Wednesday, April 02, 2025

Make a new life for yourself, they said...

That is such a tough line to think about, let alone act on.

As many of you know, after 25yrs together, my M was admitted to a local care facility, already two months ago to the day, because of her Alzheimers/dementia.

I was told by a few people, some very close friends, and even the manager at the care facility that I now need to go out and create a new life for myself, that I need to move on. That's all fine and well and easy for them to say, but it is a mammoth task.

For one, I have responsibilities. They extend, firstly and foremostly, to M. She is still with us, is still my wife, is still a part of my life albeit in a very different context. She requires care on a daily basis, supplied by the carers. She also requires care going into the future if something terminal should happen to me. I'm only a person in an ageing body and it could desert me at any time, one never knows, so I've made financial arrangements for her continued care.

Next, I have mom and nephew (often referred to by myself as the Nephewmonster) also living with me. They too require daily care, but for different reasons. Nephew is only 11yrs old and growing fast, but could still be around for a few more years until he makes his own way out into the world. Mom is getting frail and is 81yrs old, cannot do too much before her COPD kicks in and takes the breath out of her.

Lastly, I have a responsibility to myself. I'm pretty much chief-cook-and-bottlewasher around the house for the three of us, but when I'm not cracking ribs passing bicycles over gates or rescuing upturned tortoises, I need to look after myself mentally and physically. Without me being in as good a condition as I can keep myself in, I run the risk of incapacitation, or worse, which could be catastrophic for my "lodgers".

So, how does one "make a new life" for oneself?

As the author, and in my opinion, it has to be done on physical and mental levels.

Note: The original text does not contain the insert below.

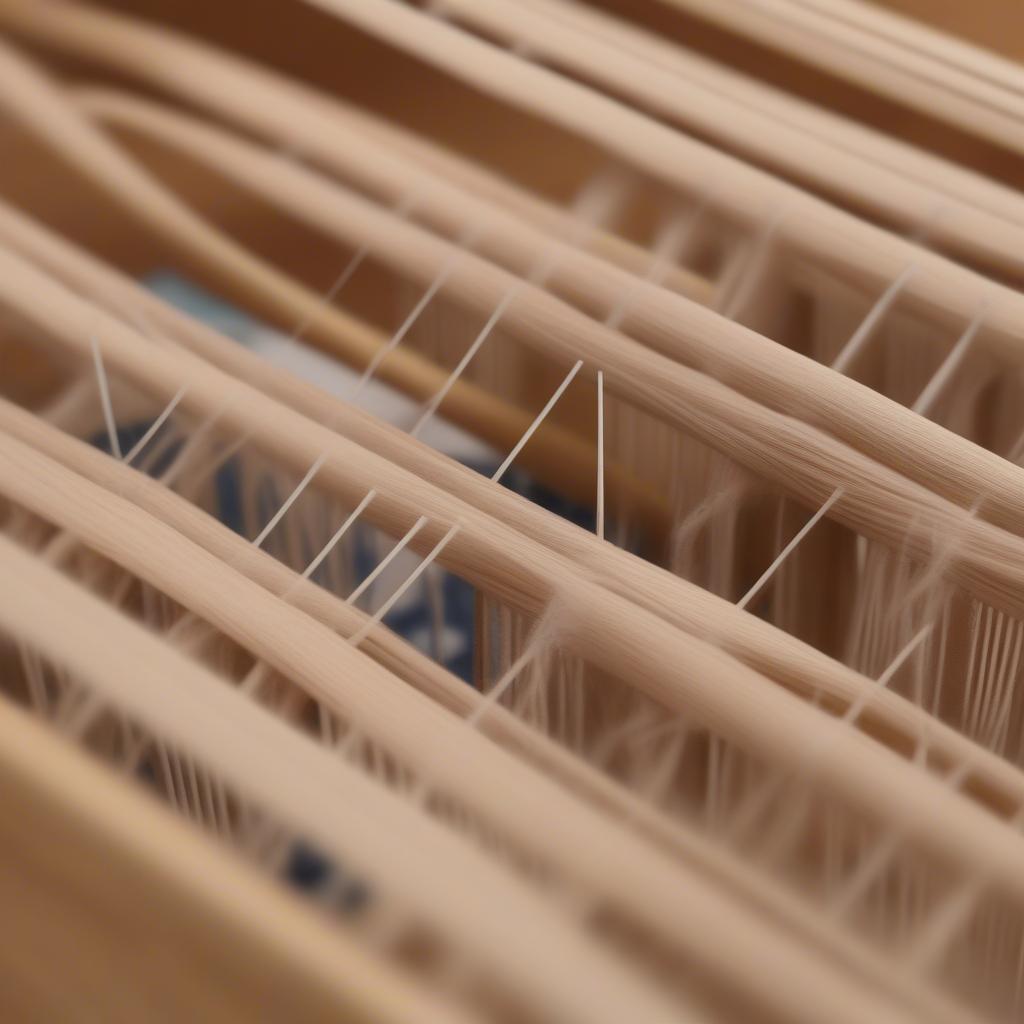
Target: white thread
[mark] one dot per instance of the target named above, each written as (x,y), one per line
(104,398)
(290,501)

The physical side is, in my case, relatively easy. I walk and cycle when I can. Since being off the bikes with the sore ribs, I've walked an average of 10km a day. Before I hurt the ribs, I was cycling anywhere up to, and sometimes over, 250km a week. I feel great, and am the lightest and fittest I've been in about 20yrs. I think I've got the physical side sorted out (if I stay away from gates and tortoises). As an aside, I got back on a bike today for the first time in three weeks...woohoo...

The mental side is a bit trickier. There are so many levels of mental wrestling I have to go through in my situation.

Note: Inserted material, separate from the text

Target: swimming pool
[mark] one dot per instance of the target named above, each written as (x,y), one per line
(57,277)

The biggest challenge, still, is the guilt I feel whenever I leave M after a visit. I don't know how long that will last, or if it will even go away. I suspect it might last until some time after she forgets who I am or what my name is, because then I will know she is definitely not herself anymore, not mine anymore.

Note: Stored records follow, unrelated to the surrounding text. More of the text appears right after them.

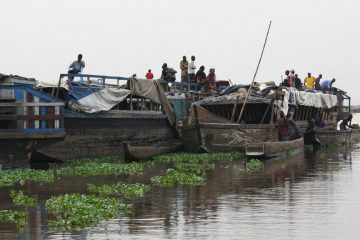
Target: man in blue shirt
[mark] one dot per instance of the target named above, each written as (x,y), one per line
(326,85)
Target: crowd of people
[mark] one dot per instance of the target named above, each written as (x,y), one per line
(291,79)
(190,77)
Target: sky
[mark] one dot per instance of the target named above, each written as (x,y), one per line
(41,38)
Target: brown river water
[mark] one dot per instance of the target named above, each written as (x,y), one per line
(311,195)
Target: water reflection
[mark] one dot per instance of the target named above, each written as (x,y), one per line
(314,195)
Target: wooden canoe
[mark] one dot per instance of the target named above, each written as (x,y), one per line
(140,151)
(333,136)
(272,149)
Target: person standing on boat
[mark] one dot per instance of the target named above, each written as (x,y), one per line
(283,127)
(184,65)
(211,81)
(346,123)
(76,67)
(200,77)
(287,79)
(309,81)
(326,85)
(149,75)
(317,82)
(192,69)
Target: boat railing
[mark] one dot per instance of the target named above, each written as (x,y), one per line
(91,79)
(26,112)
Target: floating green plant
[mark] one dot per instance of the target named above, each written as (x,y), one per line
(253,165)
(125,190)
(172,157)
(96,169)
(76,211)
(194,166)
(16,217)
(20,199)
(173,177)
(10,177)
(308,147)
(106,159)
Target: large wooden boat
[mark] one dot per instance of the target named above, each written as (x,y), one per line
(273,149)
(214,124)
(27,116)
(99,116)
(141,151)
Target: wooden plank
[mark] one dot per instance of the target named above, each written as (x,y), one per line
(31,117)
(32,104)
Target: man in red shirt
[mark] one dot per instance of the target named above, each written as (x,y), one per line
(283,127)
(149,75)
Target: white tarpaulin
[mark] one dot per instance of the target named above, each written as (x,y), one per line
(301,98)
(318,100)
(102,100)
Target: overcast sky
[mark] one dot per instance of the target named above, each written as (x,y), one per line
(40,38)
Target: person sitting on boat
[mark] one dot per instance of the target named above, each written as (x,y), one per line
(346,123)
(149,75)
(298,83)
(310,134)
(293,124)
(210,79)
(168,74)
(319,122)
(76,67)
(309,81)
(200,77)
(326,85)
(283,127)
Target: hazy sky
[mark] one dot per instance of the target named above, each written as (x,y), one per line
(40,38)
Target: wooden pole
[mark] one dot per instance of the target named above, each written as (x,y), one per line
(257,68)
(234,109)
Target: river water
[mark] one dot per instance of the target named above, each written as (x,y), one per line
(314,195)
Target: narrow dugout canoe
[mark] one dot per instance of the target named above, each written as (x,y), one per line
(272,149)
(140,151)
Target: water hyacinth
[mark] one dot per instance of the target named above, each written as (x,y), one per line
(96,169)
(125,190)
(10,177)
(253,165)
(172,157)
(173,177)
(106,159)
(20,199)
(16,217)
(76,211)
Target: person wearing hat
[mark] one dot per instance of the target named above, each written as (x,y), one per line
(309,81)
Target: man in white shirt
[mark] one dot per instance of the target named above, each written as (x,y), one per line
(76,67)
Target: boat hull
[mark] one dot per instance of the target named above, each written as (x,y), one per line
(273,149)
(222,137)
(97,135)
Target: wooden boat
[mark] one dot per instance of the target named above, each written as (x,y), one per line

The next biggest challenge, I feel, is the loneliness, particularly at night when I turn over onto my left side in bed and see the empty space where M used to be. During the day is okay because I'm active in some form or other for most of it, but it hits home at night. Sometimes I'm okay with being alone, others not so much. I'm guessing that's because M has been there for 25yrs and now I have a hollow spot in her place. I don't mind my own company for the most part, but there comes a time when a bit of conversation or companionship would be comforting. Which leaves me with a conundrum...

People tell me (even encourage me) to go out and seek companionship, perhaps even a relationship. Do you see where I'm going with this?

If you don't, do you remember what marriage vows are, what they say about "in sickness and health"? Right. Now we're on the same page, and there's my conundrum. How do I go out and engage in new companionship or a relationship, without another layer of guilt slapped on top of the current?

Yes, I know it may be something I "just" have to deal with, something to put my "big girl panties on" for, should the time arise. Maybe I just need to believe that, under the circumstances, it's okay to be doing this, that it is justified, maybe even that it's what M would want that I be happy? (That's such a fuckin' cliche...)

Maybe I just need to say "fuck it" and go with the flow, see where whatever it is takes me and deal with the issues as I go along, be honest with myself and the other person/s involved.

So, yeah, go out and make a new life for yourself, indeed... ðŸ˜µ



FFS...people are going to read the blog posts of the last couple of weeks and start spinning their index fingers around next to their temples in an indication of "Man, this guy's lost it...cuckoo". I can assure you, folks, I'm really okay. I'm just letting my keyboard diarrhoea out, venting thoughts, emotions.


Look after yourselves out there, folks...


1 comment:

Anonymous said...

What you’re doing now, feeling now is a form of grief. Let it flow. Like absolutely everything this too shall pass. You’re dealing in ‘what if’s’ and unknowns and hypotheticals here. Let it flow. Start by finding something to do on a night. A class? A help group for folk in a similar position (I know, I know but honestly they’re in the best place to get this and there’s going to be women there in the same situation right?) Fill one night and see how you go. Maybe that’s enough. Maybe not. See how you feel. If you meet a friend then great but building a life doesn’t need to mean go fill your bed. Fill a few hours and if someone appears who helps you do that then you assess that when it happens. Take the pressure off yourself. Let it flow.